The US Climate and Health Alliance aims to deploy the expertise and raise the voice of health workers to limit further global warming, protect people today and in future generations from the adverse consequences of climate change, and promote climate strategies that will create healthy, vibrant and sustainable communities for all.

We work to advocate for effective actions that will limit further climate change, protect health in an era of climate change, and promote healthy, equitable and climate-resilient communities. We know that many approaches to address climate change offer co-benefits to health, while others bring adverse health consequences, and we push for strategies that both effectively address climate change and provide health co-benefits. We work for decision-making processes that include community involvement, because full community participation leads to healthier, more equitable and more sustainable results. We work to ensure that health, equity, and human rights are considered and protected in all climate change strategies, by bringing the health voice to bear on climate policies, programs, plans and negotiations.
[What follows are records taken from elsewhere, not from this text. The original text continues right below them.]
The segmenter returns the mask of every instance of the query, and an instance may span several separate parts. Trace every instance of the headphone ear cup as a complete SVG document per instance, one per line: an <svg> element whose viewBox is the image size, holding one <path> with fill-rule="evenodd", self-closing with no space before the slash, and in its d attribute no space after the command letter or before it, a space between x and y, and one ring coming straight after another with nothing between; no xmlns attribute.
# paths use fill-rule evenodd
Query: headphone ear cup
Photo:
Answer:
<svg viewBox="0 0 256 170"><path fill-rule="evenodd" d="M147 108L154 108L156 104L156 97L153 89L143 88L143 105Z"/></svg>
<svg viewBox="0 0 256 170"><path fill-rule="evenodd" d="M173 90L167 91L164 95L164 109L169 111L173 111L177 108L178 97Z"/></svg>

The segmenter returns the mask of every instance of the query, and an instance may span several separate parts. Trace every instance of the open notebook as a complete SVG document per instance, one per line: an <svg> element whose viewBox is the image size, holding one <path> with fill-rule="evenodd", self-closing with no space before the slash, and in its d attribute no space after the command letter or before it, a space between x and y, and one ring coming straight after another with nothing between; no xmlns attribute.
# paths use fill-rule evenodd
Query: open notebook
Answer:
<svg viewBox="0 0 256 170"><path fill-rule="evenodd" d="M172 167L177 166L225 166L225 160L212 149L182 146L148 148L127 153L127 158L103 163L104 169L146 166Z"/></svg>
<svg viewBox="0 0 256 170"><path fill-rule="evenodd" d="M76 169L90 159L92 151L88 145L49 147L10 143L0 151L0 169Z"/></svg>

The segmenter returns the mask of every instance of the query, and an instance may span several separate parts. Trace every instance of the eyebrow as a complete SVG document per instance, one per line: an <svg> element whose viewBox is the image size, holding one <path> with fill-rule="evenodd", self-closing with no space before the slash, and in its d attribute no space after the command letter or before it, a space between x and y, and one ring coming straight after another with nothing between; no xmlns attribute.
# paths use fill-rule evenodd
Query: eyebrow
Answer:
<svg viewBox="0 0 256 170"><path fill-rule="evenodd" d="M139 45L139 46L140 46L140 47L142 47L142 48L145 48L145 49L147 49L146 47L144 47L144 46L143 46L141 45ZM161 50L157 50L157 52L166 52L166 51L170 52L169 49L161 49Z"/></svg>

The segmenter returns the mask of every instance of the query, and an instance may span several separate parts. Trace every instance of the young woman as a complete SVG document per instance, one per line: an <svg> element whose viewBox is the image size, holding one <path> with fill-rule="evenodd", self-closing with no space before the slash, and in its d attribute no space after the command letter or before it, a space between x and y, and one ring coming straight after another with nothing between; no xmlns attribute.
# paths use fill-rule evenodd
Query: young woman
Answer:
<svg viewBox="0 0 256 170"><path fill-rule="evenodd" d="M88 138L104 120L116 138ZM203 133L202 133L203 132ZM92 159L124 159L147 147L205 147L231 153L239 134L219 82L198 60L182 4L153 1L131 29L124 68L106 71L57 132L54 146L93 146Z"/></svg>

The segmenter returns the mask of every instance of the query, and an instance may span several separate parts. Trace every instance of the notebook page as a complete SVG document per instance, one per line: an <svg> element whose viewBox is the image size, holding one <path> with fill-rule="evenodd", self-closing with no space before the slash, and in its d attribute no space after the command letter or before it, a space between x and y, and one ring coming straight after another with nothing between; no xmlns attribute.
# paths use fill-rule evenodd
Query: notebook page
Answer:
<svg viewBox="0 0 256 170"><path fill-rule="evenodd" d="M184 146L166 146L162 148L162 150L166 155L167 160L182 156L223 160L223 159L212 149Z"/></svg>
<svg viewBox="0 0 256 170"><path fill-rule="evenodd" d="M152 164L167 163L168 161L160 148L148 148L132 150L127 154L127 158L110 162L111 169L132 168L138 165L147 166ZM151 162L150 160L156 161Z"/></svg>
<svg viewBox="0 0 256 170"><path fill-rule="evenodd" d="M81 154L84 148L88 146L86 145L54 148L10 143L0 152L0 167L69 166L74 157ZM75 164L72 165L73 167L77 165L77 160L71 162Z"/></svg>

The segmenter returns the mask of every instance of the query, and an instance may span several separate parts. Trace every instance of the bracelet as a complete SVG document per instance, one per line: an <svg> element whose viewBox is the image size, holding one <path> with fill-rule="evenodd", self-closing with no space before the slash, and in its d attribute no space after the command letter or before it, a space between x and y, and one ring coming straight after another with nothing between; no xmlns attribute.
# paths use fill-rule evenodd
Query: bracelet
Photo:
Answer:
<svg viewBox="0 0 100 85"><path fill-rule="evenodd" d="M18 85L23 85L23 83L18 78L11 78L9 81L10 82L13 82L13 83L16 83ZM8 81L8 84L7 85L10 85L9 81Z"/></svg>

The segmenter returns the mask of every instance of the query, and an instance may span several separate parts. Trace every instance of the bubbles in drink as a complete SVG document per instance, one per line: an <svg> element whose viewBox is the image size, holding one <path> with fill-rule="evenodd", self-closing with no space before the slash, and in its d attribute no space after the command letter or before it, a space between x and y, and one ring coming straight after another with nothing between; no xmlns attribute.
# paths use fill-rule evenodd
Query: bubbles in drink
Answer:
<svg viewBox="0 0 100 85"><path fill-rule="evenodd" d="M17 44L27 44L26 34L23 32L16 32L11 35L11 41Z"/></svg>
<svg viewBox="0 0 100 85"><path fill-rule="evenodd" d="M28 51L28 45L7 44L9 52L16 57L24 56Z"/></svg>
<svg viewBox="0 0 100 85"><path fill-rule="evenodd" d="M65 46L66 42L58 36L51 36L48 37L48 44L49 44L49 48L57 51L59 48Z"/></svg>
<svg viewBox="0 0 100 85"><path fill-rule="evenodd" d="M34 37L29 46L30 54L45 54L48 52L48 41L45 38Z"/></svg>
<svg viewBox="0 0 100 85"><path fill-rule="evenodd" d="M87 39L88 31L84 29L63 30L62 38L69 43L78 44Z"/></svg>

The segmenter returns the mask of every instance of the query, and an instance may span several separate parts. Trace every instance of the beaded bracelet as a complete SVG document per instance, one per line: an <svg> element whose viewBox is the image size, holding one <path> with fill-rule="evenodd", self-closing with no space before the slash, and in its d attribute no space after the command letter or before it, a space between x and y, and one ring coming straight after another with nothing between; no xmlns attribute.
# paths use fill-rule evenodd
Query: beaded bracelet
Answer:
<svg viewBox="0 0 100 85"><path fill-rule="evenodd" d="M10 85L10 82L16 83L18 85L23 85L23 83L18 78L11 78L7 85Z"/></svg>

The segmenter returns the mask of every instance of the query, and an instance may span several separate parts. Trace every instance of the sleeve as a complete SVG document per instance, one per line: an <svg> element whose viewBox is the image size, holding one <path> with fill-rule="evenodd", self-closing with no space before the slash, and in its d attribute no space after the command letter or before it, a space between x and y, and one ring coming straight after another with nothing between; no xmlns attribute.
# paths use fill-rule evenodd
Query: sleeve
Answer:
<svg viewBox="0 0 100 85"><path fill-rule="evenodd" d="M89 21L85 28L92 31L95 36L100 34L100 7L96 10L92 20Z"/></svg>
The Alliance supports programs, policies, and actions that advance the following objectives:

  1. Emissions reduction: Greenhouse gas emissions must be significantly reduced without delay, to avoid reaching a climate “tipping point” that will increase the likelihood of catastrophic consequences for health and well-being.
  2. Action for adaptation and resilience: Because climate change is already occurring, we must also act now to protect people from the impacts of climate change and to build climate resilient communities with the social, economic, and physical capacity to thrive in the face of climate change.
  3. Co-benefits: Many climate action strategies can result in significant health gains, but some climate actions may have adverse health consequences. The health and equity consequences of climate action strategies must be considered, and those with climate and health co-benefits should be prioritized.
  4. Equity: Climate change threatens to disproportionately harm the poor, vulnerable, and disadvantaged; strategies to address climate change must link with efforts to address health and social inequities and human rights.
  5. Health in All Policies: Sustainable, resilient communities can only be achieved through mutually reinforcing changes in transportation, energy, housing, agriculture, commerce, water, health care, and other systems; collaboration across sectors and a “Health in All Policies” approach are thus required to ensure that systems are sustainable and aligned with the needs of both people today and future generations.
  6. Community involvement: Community members must have a real voice in developing climate change strategies and policies at the local, regional, state, national, and international level.